Delhi Police Commissioner B S Bassi today rejected Chief Minister Arvind Kejriwal's contention that police "raided" Kerala House following a complaint that its canteen was serving beef and described police action as a "preventive measure".
Bassi said that the Kerala House staff have apprised him of the absence of beef items on their menu list and that police personnel were deployed as part of preventive measures to prevent any sort of protest.
"It was not a raid. It in fact was a preventive measure as per our standing operating procedures. We had alerted their private security staff as soon as we got a call to prevent any protest. We also deployed possible security measures there and alerted the staff working there," Bassi told reporters.

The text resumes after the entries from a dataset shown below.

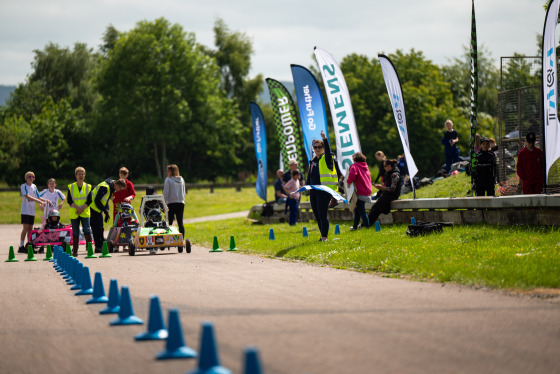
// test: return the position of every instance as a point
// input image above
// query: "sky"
(282, 32)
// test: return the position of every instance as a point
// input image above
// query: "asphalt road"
(303, 319)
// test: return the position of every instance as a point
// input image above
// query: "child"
(485, 179)
(123, 196)
(53, 195)
(360, 176)
(449, 140)
(29, 196)
(293, 197)
(53, 220)
(127, 216)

On being asked about reports that the state guest house removed "beef curry" from their menu before police could reach, he said, "I don't have any knowledge about it...we have been informed by the staff that there was no beef item on their menu list."
"We received a call by a person who had come into notice for taking law in his own hands. So, we alerted the staff working in Kerala house beforehand," the Delhi top cop said.
Bassi cited the Delhi Agricultural Cattle Preservation Act, 1994, under which slaughter of cows, calves of cows, bulls and bullocks is illegal to justify police enquiry at Kerala House.
"We have kept a precautionary watch there to ensure there will be no violation of law and order," he added.
A PCR call complaining about beef curry being served at Kerala House here threw police into a tizzy yesterday and a team had to be sent there to avert any "untoward incident".
The call was received by the police control room around 4.15 PM, and the caller, claiming to be from a fringe right-wing group, told the police that beef was being served at Kerala House.
The policemen took no chance and the input was immediately passed on to Parliament Street police station, from where a team was sent to Kerala House to deal with any potential violence.